つくろう、島の未来

2022年09月24日 土曜日

つくろう、島の未来

山口県・周防大島(すおうおおしま)の中央部にある周防大島高校は2014年度、地域に役立つ人材育成を目的に「地域創生科」を新設。島の将来を見据えた高校の取り組みに注目が集まります。

山口県周防大島の中央部にある周防大島高校は2014年度、地域に役立つ人材育成を目的に「地域創生科」を新設する。40人を募集する同科では、福祉とビジネスの2コースを用意。それぞれ島の特産品を活かした商品開発や地元の福祉施設との連携などを通じて、より実践的な力を身に付けていく。

周防大島は民俗学者・宮本常一の出身地。現地を訪れて観察し、話を聞くことを徹底した同氏の研究手法を受け継ぎ、同校ではカリキュラムにフィールドワークを取り入れている。新学科でも「あるく・みる・きく」という研究手法を軸にして、生徒たちは地元を歩く。

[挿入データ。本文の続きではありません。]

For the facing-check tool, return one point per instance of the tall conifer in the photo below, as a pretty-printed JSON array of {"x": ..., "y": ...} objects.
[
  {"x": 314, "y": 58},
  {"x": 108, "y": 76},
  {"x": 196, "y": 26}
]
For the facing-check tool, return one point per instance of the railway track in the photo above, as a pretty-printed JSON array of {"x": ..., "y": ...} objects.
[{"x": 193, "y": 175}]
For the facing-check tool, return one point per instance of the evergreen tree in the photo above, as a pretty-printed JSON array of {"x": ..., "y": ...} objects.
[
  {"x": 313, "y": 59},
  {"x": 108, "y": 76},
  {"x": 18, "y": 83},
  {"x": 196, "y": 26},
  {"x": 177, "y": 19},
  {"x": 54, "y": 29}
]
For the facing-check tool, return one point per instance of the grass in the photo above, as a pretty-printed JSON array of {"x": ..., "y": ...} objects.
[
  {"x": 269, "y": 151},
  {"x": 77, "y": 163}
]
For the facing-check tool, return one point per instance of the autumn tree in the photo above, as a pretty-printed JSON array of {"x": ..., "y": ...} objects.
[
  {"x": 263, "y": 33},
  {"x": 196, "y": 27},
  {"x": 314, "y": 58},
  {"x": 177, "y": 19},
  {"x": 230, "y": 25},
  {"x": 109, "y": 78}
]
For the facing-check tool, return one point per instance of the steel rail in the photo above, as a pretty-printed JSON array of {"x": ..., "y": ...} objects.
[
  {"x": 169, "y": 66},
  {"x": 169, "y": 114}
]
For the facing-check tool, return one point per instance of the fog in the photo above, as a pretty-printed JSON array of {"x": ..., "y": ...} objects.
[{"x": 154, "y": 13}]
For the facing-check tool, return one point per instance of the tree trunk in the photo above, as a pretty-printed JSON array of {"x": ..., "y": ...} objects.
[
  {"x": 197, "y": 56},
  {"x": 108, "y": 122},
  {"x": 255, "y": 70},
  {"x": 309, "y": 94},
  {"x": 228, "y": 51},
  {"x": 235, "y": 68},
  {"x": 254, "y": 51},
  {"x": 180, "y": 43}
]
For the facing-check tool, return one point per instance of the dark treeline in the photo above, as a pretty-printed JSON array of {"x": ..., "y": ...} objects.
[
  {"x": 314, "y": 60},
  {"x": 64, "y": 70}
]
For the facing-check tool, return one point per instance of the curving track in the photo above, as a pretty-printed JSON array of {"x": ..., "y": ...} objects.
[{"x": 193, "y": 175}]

光田伸幸校長は「商品開発のアドバイザーとして地元の農家を招いたり、生徒たちが現場に赴いたりするなどして積極的に交流を図っていきます。そうしたアプローチを通じて、社会に出ても活躍できる基礎力を身に付けてほしい。やがて進学や就職で島を出て経験を積み、将来的には島に戻って力を発揮してくれれば」と話す。

「島じゅうキャンパス」をスローガンとして、これまで以上に島内の教育資源を活用する同校。新年度は普通科と地域創生科で全国から生徒を募集し、推薦入学では6名の県外枠に対し4名の出願があった。これらの取り組みが、島に新しい風をもたらすのかもしれない。